>>15326412
Excuse the retards above
While Baikonur has historically been Russia and the USSR's main launch pad, it's not their only one. They also have Plesetsk (located near Arkhangelsk, a few hundred km east of St petersburg and Finland), which has been their main site for launching spy sats into polar orbits since forever, and Vostochny, which is located in the russian far east next to the border with China, and which is supposed to be the replacement for Baikonur, it opened in 2016 but has had trouble ramping up since.
Kazakhstan is not seizing all of Baikonur, but only the russian facilities on an old launch pad which used to launch ukrainian rockets and which has since been renovated to launch a new Russian rocket which would replace Soyuz (it's called Soyuz 5 but it's a completely different rocket), however there's some shady stuff and corruption and Kazakhstan has had enough and stopped cooperation on this particular project, but the rest of Baikonur will still be used to launch Soyuz for the next 10 years at least.
As for the general future, the #1 priority right now for russia is to increase satellite production, russia historically made good rockets and good crewed spacecrafts but poor satellites and probes, and with Starlink giving the ukrainian an advantage on the battlefield and its chinese and european equivalent coming soon, they're desperate at making a similar constellation of satellite.

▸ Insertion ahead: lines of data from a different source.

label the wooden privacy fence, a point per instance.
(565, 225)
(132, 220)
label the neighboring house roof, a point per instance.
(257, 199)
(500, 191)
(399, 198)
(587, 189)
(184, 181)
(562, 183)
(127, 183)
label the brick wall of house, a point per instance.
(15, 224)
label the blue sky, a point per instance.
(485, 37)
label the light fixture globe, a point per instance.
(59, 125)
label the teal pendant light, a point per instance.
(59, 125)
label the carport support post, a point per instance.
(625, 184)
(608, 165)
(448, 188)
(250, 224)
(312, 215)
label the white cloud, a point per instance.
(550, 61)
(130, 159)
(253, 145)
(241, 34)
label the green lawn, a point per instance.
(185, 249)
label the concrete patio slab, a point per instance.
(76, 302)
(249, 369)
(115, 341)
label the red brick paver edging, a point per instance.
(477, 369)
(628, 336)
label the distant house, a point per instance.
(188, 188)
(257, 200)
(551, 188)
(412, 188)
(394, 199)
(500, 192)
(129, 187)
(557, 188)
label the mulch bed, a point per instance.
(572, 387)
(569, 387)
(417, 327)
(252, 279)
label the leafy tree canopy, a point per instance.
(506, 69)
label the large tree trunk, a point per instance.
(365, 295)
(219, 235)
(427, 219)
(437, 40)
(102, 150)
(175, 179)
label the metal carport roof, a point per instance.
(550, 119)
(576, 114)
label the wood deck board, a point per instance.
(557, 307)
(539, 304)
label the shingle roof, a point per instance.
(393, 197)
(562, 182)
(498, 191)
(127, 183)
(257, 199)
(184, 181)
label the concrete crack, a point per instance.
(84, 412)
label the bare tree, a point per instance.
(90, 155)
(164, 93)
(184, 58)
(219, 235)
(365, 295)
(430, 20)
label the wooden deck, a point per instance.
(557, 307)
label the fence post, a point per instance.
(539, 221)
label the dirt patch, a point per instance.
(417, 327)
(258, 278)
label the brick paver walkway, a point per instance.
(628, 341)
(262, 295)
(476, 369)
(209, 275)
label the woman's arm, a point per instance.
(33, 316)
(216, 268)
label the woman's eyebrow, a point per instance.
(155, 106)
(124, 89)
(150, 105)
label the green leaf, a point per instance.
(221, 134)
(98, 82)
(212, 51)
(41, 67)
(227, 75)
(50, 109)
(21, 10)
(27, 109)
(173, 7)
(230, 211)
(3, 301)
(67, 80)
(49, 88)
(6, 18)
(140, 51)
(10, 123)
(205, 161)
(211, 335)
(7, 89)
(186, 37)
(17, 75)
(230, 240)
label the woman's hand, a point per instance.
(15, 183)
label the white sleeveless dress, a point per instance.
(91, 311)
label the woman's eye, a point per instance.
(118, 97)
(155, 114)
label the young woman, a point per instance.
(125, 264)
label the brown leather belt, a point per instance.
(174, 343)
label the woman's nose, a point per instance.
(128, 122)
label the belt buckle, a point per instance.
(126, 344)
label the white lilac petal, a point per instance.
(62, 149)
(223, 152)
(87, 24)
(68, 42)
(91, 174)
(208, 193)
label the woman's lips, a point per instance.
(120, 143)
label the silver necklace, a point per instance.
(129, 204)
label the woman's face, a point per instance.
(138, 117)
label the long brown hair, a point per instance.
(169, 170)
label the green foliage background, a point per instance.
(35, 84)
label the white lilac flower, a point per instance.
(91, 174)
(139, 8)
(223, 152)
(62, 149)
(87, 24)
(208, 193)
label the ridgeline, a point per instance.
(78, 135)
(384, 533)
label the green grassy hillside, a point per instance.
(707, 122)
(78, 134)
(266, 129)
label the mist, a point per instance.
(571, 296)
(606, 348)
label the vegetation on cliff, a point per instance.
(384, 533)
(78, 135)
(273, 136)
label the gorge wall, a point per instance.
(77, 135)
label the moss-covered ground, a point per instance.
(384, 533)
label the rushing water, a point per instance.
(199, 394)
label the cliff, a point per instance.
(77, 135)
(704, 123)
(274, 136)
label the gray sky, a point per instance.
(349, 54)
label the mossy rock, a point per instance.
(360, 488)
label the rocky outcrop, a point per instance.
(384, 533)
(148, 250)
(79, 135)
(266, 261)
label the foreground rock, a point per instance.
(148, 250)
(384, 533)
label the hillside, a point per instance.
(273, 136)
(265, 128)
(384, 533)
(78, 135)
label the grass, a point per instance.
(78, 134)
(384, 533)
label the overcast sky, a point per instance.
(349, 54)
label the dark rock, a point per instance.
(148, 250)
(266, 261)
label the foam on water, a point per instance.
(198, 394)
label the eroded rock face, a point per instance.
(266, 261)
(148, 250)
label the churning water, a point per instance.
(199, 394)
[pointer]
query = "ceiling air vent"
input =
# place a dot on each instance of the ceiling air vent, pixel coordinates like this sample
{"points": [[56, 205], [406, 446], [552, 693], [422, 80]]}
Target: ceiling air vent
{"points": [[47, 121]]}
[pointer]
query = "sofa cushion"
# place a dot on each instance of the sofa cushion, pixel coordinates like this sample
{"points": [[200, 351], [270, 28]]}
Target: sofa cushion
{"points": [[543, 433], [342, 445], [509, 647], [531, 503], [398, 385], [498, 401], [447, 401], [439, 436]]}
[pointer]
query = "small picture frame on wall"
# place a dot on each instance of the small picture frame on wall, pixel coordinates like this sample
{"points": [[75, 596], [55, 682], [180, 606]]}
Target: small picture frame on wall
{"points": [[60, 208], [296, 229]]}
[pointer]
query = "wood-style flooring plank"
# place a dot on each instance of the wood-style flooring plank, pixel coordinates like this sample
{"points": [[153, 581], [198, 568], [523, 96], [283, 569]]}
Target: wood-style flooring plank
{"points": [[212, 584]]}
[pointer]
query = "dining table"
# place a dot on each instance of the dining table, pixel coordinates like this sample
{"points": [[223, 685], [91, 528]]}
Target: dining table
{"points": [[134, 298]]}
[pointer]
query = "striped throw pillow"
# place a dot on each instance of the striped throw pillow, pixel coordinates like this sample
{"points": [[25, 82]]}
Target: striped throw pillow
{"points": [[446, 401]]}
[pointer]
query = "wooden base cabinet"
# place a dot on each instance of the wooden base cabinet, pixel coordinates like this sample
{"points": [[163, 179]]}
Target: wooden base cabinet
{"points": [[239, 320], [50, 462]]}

However this will take years.
Their historical priority is continued crewed space presence, they'll keep servicing the ISS until 2030 and plan on launching a small station (smaller than Mir) named ROSS (POCC) in 2028, one of the module is mostly done but there are funding uncertainties.
They also have a lunar program, they'll launch Luna-25 this summer, it'll be the first spacecraft to land on the moon's south pole if everything goes right, beside that they've also recently signed agreements for a lunar base with China in the 2030s.